Consistently low past performance harms firms both internally and externally, and can threaten firm credibility, the study says.
“Getting firms out of this performance adversity and back on the upward performance trajectory is a difficult challenge for the executive team and requires strong vision and innovative, out-of-box thinking. We expect that gender diversity will provide the diversity of perspectives and effective processes essential to achieve such performance turnaround,” the study says.
The White Paper – entitled “When does gender diversity matter the most? Executive team gender diversity and firm performance during adverse and favorable situations” – was done by Sucheta Nadkarni of Cambridge Judge Business School, Shi Tang of Cambridge Judge Business School, Liqun Wei of Hong Kong Baptist University, and Stephen Zhang of the University of Sydney.
The study focused on TMT gender diversity in high-tech enterprises in China, because the number of Chinese women in science, technology, and entrepreneurship has risen sharply in recent years – with many holding executive positions in SMEs.
The White Paper was based on responses from 122 Chinese hi-tech SMEs with 387 TMT members; the firms were at least six years old and had 10 to 500 employees.
Performance data was collected in two time periods, which allowed researchers to separate time frames for performance in computing adverse and favorable conditions – with turnaround performance based on profitability, return on equity and return on assets.

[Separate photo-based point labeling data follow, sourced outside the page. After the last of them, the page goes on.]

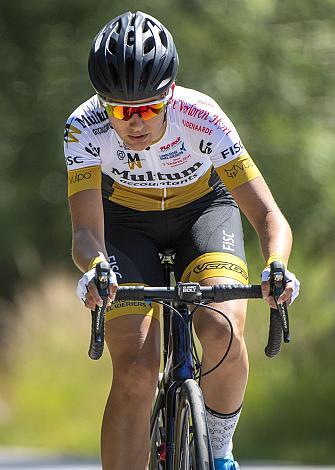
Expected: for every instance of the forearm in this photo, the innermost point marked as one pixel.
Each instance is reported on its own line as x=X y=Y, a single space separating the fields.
x=85 y=247
x=275 y=235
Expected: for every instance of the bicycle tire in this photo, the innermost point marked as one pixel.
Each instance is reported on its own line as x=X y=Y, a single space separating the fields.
x=192 y=441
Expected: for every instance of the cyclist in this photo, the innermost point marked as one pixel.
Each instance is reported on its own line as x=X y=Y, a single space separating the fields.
x=152 y=165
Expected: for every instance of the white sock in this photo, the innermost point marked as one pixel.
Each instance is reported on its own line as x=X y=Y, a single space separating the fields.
x=221 y=429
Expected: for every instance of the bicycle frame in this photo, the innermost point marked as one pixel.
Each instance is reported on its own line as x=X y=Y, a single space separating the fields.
x=178 y=360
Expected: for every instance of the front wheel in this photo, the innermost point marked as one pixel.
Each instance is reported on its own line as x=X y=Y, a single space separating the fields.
x=192 y=442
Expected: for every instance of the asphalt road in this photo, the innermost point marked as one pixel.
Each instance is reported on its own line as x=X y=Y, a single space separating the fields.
x=23 y=459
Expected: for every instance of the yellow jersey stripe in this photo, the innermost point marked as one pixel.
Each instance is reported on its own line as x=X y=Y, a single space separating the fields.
x=84 y=178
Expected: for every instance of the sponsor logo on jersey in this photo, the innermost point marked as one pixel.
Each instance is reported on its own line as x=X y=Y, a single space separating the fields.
x=174 y=153
x=211 y=265
x=205 y=148
x=96 y=117
x=232 y=150
x=242 y=165
x=70 y=132
x=72 y=160
x=157 y=178
x=197 y=127
x=190 y=109
x=95 y=151
x=134 y=160
x=80 y=176
x=193 y=111
x=170 y=145
x=103 y=129
x=121 y=155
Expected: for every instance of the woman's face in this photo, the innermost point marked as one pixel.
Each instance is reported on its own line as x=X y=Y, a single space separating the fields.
x=137 y=133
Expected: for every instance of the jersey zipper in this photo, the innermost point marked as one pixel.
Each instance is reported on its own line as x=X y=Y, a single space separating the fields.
x=163 y=199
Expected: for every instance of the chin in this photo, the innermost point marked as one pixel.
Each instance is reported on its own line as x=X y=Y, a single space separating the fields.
x=138 y=146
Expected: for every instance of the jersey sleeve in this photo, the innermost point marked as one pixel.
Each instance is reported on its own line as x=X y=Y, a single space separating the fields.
x=82 y=157
x=229 y=156
x=212 y=134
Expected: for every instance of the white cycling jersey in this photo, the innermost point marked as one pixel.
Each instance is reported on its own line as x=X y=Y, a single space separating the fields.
x=199 y=147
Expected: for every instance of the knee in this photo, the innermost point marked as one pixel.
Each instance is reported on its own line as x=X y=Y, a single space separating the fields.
x=136 y=380
x=216 y=333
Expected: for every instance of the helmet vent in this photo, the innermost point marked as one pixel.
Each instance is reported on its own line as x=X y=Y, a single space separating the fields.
x=148 y=45
x=112 y=46
x=163 y=37
x=131 y=38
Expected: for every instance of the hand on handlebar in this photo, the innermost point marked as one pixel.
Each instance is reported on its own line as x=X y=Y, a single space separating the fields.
x=291 y=290
x=88 y=293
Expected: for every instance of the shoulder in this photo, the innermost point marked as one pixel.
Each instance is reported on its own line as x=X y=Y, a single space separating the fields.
x=89 y=117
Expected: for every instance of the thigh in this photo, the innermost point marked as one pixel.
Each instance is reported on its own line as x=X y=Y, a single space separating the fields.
x=133 y=342
x=213 y=246
x=134 y=258
x=211 y=325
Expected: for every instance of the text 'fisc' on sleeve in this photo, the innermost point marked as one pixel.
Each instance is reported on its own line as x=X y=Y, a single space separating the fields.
x=238 y=171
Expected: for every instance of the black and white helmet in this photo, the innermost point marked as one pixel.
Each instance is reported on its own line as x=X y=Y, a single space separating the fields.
x=133 y=58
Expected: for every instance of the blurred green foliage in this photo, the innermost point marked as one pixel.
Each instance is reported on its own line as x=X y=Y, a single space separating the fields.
x=270 y=64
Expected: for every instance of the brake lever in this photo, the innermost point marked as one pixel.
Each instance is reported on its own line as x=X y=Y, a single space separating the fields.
x=277 y=286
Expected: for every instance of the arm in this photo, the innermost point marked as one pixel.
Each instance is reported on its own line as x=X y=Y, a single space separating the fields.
x=87 y=227
x=88 y=245
x=256 y=202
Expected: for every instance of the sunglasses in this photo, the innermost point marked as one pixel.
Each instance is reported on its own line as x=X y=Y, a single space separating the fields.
x=124 y=112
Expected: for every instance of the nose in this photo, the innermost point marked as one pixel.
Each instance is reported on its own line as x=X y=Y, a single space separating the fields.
x=136 y=122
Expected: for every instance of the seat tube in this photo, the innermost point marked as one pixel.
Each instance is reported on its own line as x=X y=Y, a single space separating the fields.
x=182 y=360
x=167 y=270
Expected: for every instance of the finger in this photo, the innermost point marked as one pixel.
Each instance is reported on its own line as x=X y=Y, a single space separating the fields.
x=93 y=291
x=89 y=302
x=112 y=291
x=271 y=301
x=286 y=295
x=265 y=289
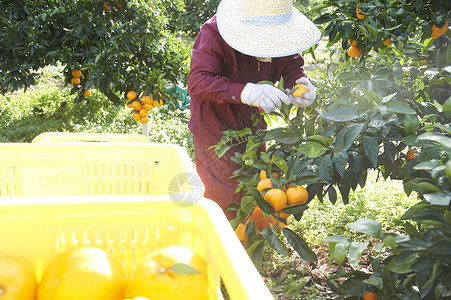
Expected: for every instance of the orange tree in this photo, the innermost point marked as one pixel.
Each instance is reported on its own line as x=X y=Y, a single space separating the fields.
x=387 y=110
x=119 y=45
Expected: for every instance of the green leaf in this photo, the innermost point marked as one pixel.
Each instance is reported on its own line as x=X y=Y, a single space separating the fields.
x=400 y=107
x=281 y=163
x=355 y=251
x=371 y=149
x=312 y=149
x=341 y=114
x=183 y=269
x=367 y=226
x=299 y=245
x=274 y=241
x=262 y=203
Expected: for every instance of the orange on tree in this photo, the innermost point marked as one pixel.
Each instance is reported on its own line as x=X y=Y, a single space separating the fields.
x=136 y=116
x=84 y=272
x=277 y=198
x=131 y=95
x=387 y=42
x=240 y=231
x=354 y=51
x=144 y=119
x=301 y=89
x=263 y=174
x=264 y=184
x=76 y=73
x=359 y=13
x=136 y=105
x=86 y=93
x=154 y=278
x=369 y=296
x=438 y=32
x=17 y=280
x=296 y=195
x=75 y=80
x=411 y=154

In all three performance categories, a high percentage of women in TMTs had a strong positive impact in adverse firm conditions but such a high percentage of women had no significant difference in favourable firm conditions.
These results matter because organisations may not see the day-to-day benefits of gender diversity in senior leadership, and therefore choose to invest less in fostering it. Yet they may be missing big opportunities in reaping the benefits of TMT gender diversity when it matters the most: during tough situations.